Re: PROPOSAL: i74: Encoding for non-ASCII headers

On Apr 3, 2008, at 5:04 PM, Mark Nottingham wrote:
> Roy, you often talk about things that will happen as part of the  
> partitioning, but it's not clear what's involved. Do you have a  
> roadmap of what you'd like to happen? If we're going to attempt  
> substantial rewrites of different sections, we need to start that  
> process soon.

My roadmap is to make each part independent and complete.  It should  
only
affect the requirements that are vaguely specified as applying to HTTP
as a whole (most notably in part 1 where the message is parsed, where
connections are managed, and the spaghetti cross-references and  
redundant
requirements in caching).  Absolutely no protocol changes will occur as
a result -- only removal of overspecification.

> Without some idea of that, it's going to be difficult to make any  
> forward progress if we have to block any substantive issues on  
> future rewrites that we may or may not do.

This is only the second issue (out of 90+) that I have asked to be
deferred.  Are we making progress right now by driving for consensus
on an absolutely pointless and UNIMPLEMENTED issue?  Even if you
derive an answer, it is inherently bogus and can't be published
because we still must have two implementations of every requirement.
That's why I keep asking for demonstrated need -- if we can't  
demonstrate
that a new requirement is needed, then there is no reason to discuss
the text of a solution.  It is false progress and it prevents me from
allocating my own time more wisely.

>> The parsing algorithm will not say anything about C1 controls because
>> no known implementation of HTTP checks for C1 controls.
>
> That doesn't follow.
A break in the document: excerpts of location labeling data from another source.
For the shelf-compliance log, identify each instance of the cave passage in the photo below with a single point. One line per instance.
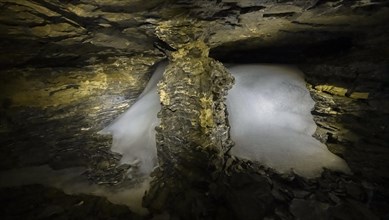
(269, 113)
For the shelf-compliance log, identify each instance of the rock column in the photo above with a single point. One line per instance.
(193, 135)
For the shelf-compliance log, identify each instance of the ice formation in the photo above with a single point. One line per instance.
(133, 133)
(269, 112)
(271, 122)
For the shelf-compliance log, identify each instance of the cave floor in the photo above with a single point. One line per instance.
(351, 128)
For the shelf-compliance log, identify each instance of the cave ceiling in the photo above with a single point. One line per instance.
(80, 32)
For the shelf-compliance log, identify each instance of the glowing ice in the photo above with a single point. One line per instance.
(270, 120)
(269, 112)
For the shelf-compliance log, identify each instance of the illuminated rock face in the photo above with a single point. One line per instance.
(269, 114)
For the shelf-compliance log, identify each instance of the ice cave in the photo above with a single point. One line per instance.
(194, 110)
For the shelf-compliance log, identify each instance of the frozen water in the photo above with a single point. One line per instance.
(269, 113)
(133, 132)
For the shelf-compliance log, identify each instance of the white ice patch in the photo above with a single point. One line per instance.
(269, 112)
(270, 116)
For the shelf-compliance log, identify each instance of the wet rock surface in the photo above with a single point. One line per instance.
(38, 202)
(68, 68)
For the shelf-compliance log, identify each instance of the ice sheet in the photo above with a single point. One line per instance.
(269, 113)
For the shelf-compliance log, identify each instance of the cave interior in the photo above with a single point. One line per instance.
(71, 67)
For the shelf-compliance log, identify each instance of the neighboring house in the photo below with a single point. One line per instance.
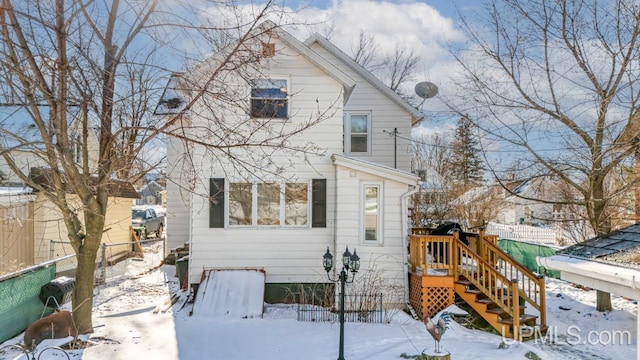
(609, 263)
(47, 221)
(356, 196)
(150, 194)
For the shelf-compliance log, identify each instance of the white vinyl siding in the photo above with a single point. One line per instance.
(386, 116)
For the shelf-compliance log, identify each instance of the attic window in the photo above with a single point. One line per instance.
(269, 98)
(268, 49)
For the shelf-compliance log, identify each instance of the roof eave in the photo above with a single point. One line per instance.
(375, 169)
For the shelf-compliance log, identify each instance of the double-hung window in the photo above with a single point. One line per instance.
(358, 132)
(274, 204)
(269, 98)
(269, 204)
(371, 213)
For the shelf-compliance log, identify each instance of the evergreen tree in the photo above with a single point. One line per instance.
(465, 159)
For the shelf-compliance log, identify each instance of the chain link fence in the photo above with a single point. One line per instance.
(357, 308)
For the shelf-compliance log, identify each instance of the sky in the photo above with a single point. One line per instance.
(428, 27)
(132, 316)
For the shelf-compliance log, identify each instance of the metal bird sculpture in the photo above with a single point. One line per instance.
(437, 328)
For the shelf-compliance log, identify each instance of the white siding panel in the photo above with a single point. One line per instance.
(286, 254)
(386, 115)
(377, 260)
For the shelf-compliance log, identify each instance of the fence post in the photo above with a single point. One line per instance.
(103, 264)
(381, 310)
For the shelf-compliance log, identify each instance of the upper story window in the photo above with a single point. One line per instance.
(269, 98)
(357, 132)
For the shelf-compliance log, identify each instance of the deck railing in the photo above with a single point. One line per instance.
(531, 286)
(431, 252)
(502, 290)
(500, 277)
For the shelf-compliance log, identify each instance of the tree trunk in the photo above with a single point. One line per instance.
(83, 291)
(86, 254)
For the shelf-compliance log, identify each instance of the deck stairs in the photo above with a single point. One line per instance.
(495, 285)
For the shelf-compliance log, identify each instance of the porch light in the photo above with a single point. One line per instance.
(349, 262)
(354, 262)
(346, 258)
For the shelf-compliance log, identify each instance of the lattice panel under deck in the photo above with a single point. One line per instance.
(437, 298)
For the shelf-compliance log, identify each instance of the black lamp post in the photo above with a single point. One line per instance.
(350, 262)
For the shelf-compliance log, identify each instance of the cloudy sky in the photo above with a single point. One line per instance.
(428, 26)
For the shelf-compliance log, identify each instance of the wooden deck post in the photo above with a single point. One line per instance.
(515, 301)
(543, 304)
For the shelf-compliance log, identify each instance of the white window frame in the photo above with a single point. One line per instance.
(380, 213)
(286, 91)
(348, 135)
(254, 206)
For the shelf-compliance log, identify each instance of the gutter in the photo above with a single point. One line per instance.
(600, 271)
(405, 234)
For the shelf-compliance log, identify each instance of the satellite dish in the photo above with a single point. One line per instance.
(426, 89)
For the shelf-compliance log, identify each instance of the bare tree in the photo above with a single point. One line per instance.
(91, 65)
(555, 83)
(400, 66)
(394, 69)
(365, 51)
(430, 159)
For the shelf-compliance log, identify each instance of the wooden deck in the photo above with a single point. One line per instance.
(488, 279)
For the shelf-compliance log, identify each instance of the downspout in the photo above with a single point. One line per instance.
(335, 213)
(405, 234)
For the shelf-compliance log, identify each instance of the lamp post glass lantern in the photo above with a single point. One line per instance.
(350, 262)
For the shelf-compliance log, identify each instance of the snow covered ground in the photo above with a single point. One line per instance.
(130, 320)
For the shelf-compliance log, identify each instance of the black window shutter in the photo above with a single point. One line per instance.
(319, 203)
(216, 203)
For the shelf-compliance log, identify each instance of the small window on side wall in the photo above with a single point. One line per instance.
(269, 98)
(358, 130)
(372, 213)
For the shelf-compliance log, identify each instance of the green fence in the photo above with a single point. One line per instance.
(526, 253)
(20, 304)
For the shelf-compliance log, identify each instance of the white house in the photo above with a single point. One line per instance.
(354, 192)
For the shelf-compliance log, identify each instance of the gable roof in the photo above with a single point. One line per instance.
(620, 247)
(416, 116)
(375, 169)
(174, 99)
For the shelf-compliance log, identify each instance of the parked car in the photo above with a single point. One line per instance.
(146, 221)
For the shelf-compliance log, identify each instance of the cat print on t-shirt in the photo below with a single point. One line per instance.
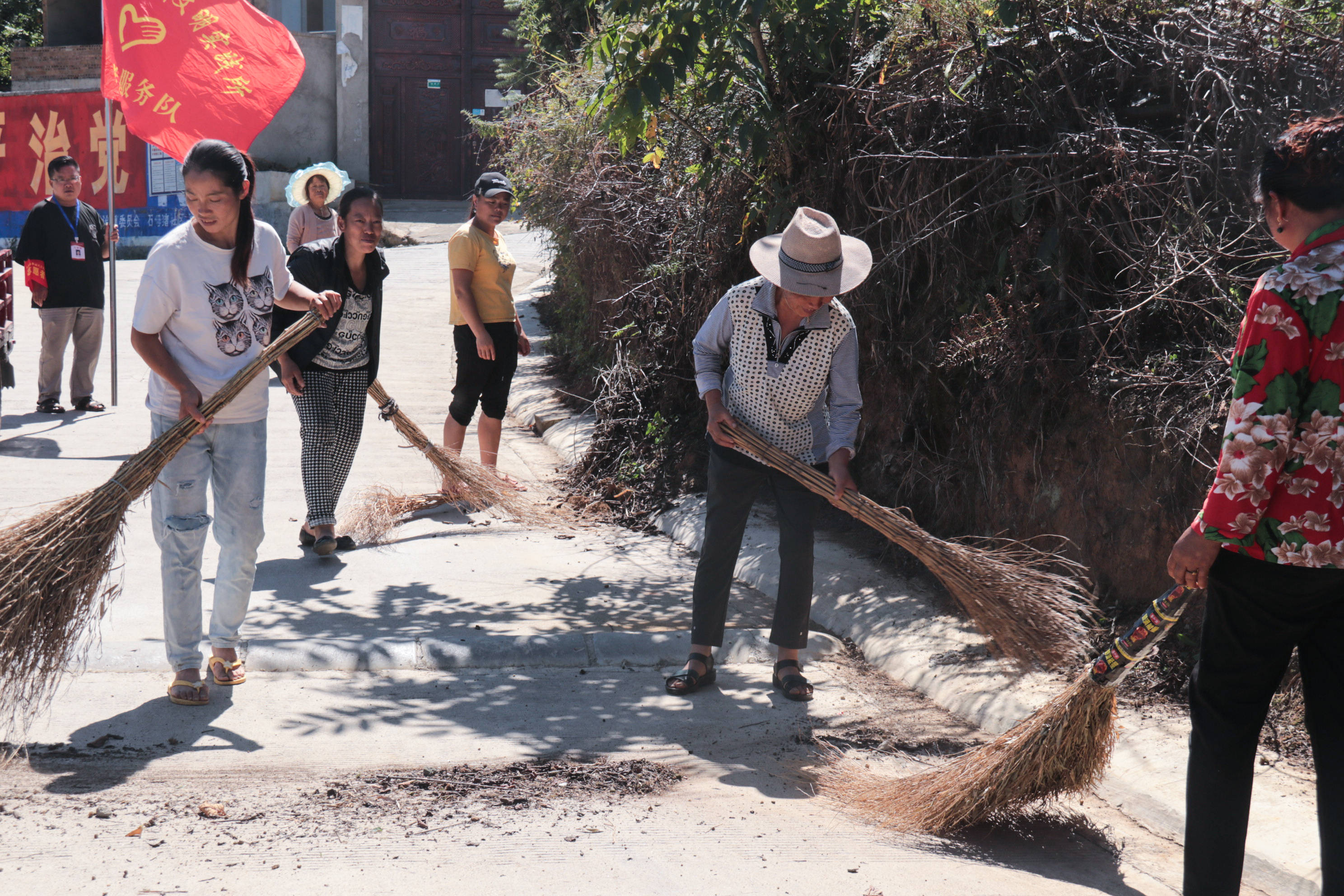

If there are security or interoperability  
> implications
> of C1 controls in text, it certainly deserves consideration.

There aren't any for HTTP.

> Also, while the message parsing machinery doesn't touch TEXT, there  
> are other parts of implementations that do -- e.g., command-line  
> tools, Web forms for configuring servers and proxies, configuration  
> files, and so forth. Just because it's payload doesn't mean that it  
> doesn't have implementation impact.

It does have implementation impact in the four fields that I described,
each of which are defined in a different location.  Two of those  
locations
(body and defined header fields) are specified already.  Reason  
Phrase is
solidly iso-8859-1 and already ignored.  That leaves extension-field,
which can say whatever we like without impacting standard status because
it is specifically defined for extensions.  This will be obvious after
the message parsing algorithm in Part 1 is properly specified and
verified against current practice, which is why I asked that the issue
be deferred.  I'll have time to work on it after April 13, when I get
back from ApacheCon in Amsterdam where I am giving two presentations
next week.

Meanwhile, if you really want to make progress on *this* issue, then the
way forward is to start using the wiki to collect experience reports
on what is and is not implemented in practice.  Further discussion is  
*not*
making progress.  In particular, ask the working group to help  
demonstrate
implementation practice instead of just offering opinions.  Encourage
folks to try using SetHeader in Apache, its equivalent in IIS, Squid,
and others.  Try doing the same with javascript or extensions in  
browsers.
We might find that raw UTF-8 is already possible for extension fields.
Or it may be that OCTETs are the only things that matter and no existing
character encoding truly applies.  In any case, it is easier to find
compliant implementations if we reduce the number of existing  
requirements
rather than add to them.

....Roy

Received on Friday, 4 April 2008 01:21:50 UTC